#  > 【園藝苗圃】 圖文創作區 >  > 創作藝想園 >  > 繪圖切磋 >  > [技法] 【轉貼】如何用PhotoShop讓線條變得流暢平滑

## sanyo

從別的論壇看到轉來的，覺得對這裏的獸可能有幫助
以上

================================================
我們手繪的線稿如果以高分辨率掃描到電腦裏以後，總會顯得粗糙和不夠流暢，即使是用線高手，倘若以投稿爲目的，某些線條也還是需要修整的。

修整線條最完美的方法（就線條本身而言）當然是用鋼筆工具，但是太過於麻煩，除非你的線稿已經非常幹淨，線條也只有少量需要修整的地方，否則不推薦使用這個工具來做整個畫面的修整。

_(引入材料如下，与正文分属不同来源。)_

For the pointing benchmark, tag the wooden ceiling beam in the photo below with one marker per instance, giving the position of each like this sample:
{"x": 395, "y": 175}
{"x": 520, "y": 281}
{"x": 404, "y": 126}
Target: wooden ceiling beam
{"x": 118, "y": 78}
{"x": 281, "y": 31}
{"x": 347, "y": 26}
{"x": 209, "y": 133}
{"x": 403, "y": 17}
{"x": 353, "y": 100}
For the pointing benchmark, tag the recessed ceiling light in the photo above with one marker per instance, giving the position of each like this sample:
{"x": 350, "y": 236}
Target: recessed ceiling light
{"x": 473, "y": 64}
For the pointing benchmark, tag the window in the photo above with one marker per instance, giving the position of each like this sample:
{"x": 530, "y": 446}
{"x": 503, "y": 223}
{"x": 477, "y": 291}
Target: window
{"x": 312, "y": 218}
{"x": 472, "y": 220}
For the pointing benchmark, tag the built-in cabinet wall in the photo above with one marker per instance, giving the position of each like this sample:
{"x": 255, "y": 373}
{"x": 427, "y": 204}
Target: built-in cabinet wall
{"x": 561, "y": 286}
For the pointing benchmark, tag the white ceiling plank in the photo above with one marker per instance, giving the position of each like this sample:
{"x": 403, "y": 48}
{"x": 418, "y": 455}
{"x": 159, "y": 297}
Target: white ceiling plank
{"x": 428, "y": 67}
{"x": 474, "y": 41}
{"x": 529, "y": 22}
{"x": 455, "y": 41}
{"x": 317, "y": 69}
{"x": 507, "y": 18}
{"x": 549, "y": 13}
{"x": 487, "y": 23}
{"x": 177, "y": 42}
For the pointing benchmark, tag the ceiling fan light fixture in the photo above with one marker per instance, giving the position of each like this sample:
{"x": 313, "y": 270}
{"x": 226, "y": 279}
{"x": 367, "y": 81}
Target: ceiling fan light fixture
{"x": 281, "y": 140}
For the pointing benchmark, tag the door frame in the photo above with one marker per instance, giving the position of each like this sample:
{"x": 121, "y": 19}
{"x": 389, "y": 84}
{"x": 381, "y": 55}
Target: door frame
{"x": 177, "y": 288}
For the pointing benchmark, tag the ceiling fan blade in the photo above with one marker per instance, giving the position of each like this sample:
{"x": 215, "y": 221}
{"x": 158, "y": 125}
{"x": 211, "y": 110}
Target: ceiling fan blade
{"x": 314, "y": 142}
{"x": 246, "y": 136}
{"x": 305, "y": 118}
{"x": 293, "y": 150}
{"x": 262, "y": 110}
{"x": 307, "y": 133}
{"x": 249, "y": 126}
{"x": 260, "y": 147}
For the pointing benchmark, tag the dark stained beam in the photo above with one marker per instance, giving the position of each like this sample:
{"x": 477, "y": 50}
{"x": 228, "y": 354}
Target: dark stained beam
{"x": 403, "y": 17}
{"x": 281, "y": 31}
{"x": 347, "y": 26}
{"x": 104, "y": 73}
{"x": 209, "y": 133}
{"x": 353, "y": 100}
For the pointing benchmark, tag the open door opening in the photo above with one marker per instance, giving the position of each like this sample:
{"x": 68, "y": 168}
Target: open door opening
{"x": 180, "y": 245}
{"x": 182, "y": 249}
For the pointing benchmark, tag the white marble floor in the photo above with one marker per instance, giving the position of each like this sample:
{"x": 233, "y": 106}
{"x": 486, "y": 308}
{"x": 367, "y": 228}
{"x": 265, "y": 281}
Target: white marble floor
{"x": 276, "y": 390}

下邊介紹一種簡單實用的方法，可以讓非常粗糙的線條也變得平滑流暢。爲了說明，偶特別用吹了半個鍾頭冷風的手繪了一張鼠標畫-_-……廢話少說，進入流程！！！

1，用PHOTOSHOP（我使用的是8.0）打開需要“整形”的稿子（廢話- -）





2，用魔棒（工具欄第二行右）點選黑色部分。然後鼠標右鍵“選取相似”，把所有的黑色部分選中（如果是掃描圖容差選100）




3，打開路徑面板，點圖中的小圖標（從選區建立工作路徑）





4，新建一個圖層，然後在路徑面板右鍵點擊“工作路徑”，選擇“填充路徑”（注意這一步是在新圖層上工作）




5，彈出的窗口如圖設置就行，羽化半徑參數自己試試看吧~~




6，填充完畢之後刪除工作路徑






7，沒合層的效果，還有一些很明顯的毛邊。





8，如果效果好，你可以直接合層，我是扔掉原來的背景層，然後選擇和層的。





9，最後就變成了這樣。線條跟一開始的完全是兩個樣子！！





----------------------------------------------------------------------
----------------------------------------------------------------------
基本步驟就這麽簡單。處理線稿掃描稿用這個方法也不錯。我們看一看分別。

1，原始掃描圖（只是調整了對比度）




2，使用上邊方法優化了線條的圖（未刪除原始圖層）




3，刪除原始圖層以後的修整圖




縮小之後感覺變化不大，其實放大看，效果還是非常明顯的！！！






最後，這個方法有個最大的毛病，就是會把線條變粗！！！如果自己上墨線，最好掌握住粗細兩種變化，細線條盡量清晰（爲了保證掃描質量，最好別用淡墨），粗線條不要粗的過分（處理過程自然就會加粗），那麽掃描之後用這種方法優化以後的圖就會比較理想了^^！！

----------


## 翔太

原來可以這樣用…

一直很疑惑為什麼有些人畫的可以那麼順阿XD

----------


## BAKA

咦咦?!原來可以這樣用啊囧! 
俺都是線條"刷刷"滴就下去了... 
雖然很方便~ 
啊啊~~不過對於線稿很髒的... 
看來俺是無緣使用這方便的方法了OTZ

----------